2.The Type of Supplier Involvement in New Product Development in the Automotive Industry: Metaheuristic-based K-Means Clustering and Analytic Hierarchical Process Methods
  • Authors: Esmat Taghipour Anari; Seyed Hessameddin Zegordi; Amir Albadvi
  • Year: 2025 (published online January 14)
  • Journal: Journal of Advances in Management Research
  • DOI: 10.1108/JAMR‑03‑2024‑0095
  • Summary: This article investigates supplier roles in automotive product development. Combining metaheuristic clustering and AHP methods, it categorizes supplier involvement types and their strategic importance. Contributions include a novel classification framework guiding supplier integration and collaboration in innovation contexts.

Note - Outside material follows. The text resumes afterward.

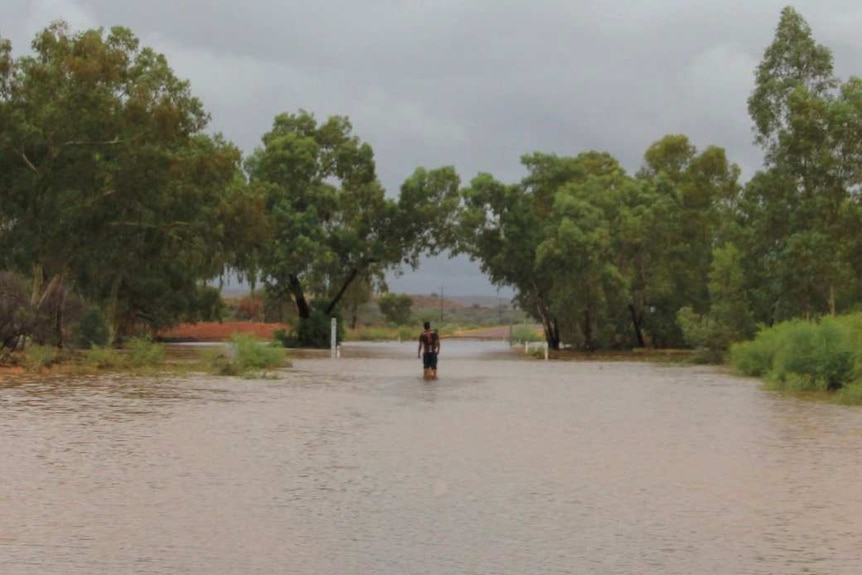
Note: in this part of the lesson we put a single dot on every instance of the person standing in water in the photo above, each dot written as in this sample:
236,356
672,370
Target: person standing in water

3.An Integrated System Dynamics Model of Electricity Production, Consumption, and Export Policy in Iran Considering Carbon Emissions
  • Authors: Maryam Doroodi; Bakhtiar Ostadi; Ali Husseinzadeh Kashan; Seyed Hessameddin Zegordi
  • Year: 2024 (October)
  • Journal: Utilities Policy
  • DOI: 10.1016/j.jup.2024.101795
  • Summary: Using system dynamics, the study models Iran’s electricity sector, forecasting production, consumption, and export policies under carbon constraints. The model quantifies trade-offs between energy policy and emissions targets, offering strategic insights for policy adaptation.
4.A Sustainable Supply Chain Model for Time‑Varying Deteriorating Items Under Promotional Cost-Sharing Policy and Three‑Level Trade Credit Financing
  • Authors: Leyla Aliabadi; Seyed Hessameddin Zegordi; Ali Husseinzadeh Kashan; Mohammad Ali Rastegar
  • Year: 2024 (June)
  • Journal: Operational Research
  • DOI: 10.1007/s12351‑024‑00824‑x
  • Summary: This research develops a sustainable supply chain framework for perishable goods, incorporating promotional cost-sharing and multi-tier trade credit. The model optimizes inventory planning, financing, and pricing under varying deterioration rates, improving profit and sustainability.

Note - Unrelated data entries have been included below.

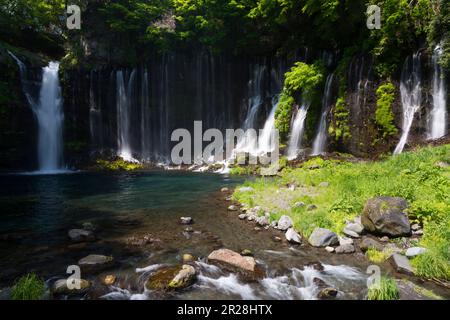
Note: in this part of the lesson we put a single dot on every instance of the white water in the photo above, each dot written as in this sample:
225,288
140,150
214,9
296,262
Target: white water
123,116
319,145
438,121
298,127
50,117
411,93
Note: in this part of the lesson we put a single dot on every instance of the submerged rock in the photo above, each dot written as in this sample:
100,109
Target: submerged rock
293,237
284,223
172,278
81,235
95,262
186,220
386,216
368,243
415,251
234,262
401,264
323,238
60,287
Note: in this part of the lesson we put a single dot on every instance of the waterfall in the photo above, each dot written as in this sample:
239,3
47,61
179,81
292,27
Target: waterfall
319,144
145,119
438,120
49,114
265,143
254,104
123,115
298,127
411,93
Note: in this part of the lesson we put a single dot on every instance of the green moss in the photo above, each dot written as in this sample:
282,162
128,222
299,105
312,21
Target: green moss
339,128
117,165
387,289
301,83
384,116
28,287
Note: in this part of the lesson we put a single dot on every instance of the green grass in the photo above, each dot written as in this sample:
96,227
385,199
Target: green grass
414,176
378,257
387,290
28,287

5.A Tailored Meta-Heuristic for the Autonomous Electric Vehicle Routing Problem Considering the Mixed Fleet
  • Authors: Maryam Farahani; Seyed Hessameddin Zegordi; Ali Husseinzadeh Kashan
  • Year: 2023
  • Journal: IEEE Access
  • DOI: 10.1109/ACCESS.2023.3237481
  • Summary: The article proposes a customized metaheuristic algorithm to route autonomous electric vehicles in mixed fleets. The algorithm balances cost, distance, emissions, and charging constraints, offering improved routing efficiency and environmental impact.
6.A Multi‑Stage Stochastic Programming Approach for Supply Chain Risk Mitigation via Product Substitution
  • Authors: Seyed Mahdi Ghorashi Khalilabadi; Seyed Hessameddin Zegordi; Ehsan Nikbakhsh
  • Year: 2020 (November)
  • Journal: Computers & Industrial Engineering
  • DOI: 10.1016/j.cie.2020.106786
  • Summary: This study formulates a stochastic programming model that enables product substitution to buffer against supply chain disruptions. The multi-stage approach balances cost, service level, and risk, offering a quantitative tool for resilient operations planning.

Conclusion

 Prof. Zegordi’s contributions bridge research innovation and strategic industrial impact. His publications in IEEE Access, Robotics and Computer-Integrated Manufacturing, and Computers & Industrial Engineering emphasize both technical rigor and societal relevance. His leadership, academic service, and collaborative industry roles make him a strong and deserving candidate for the Best Researcher Award in engineering and systems sciences.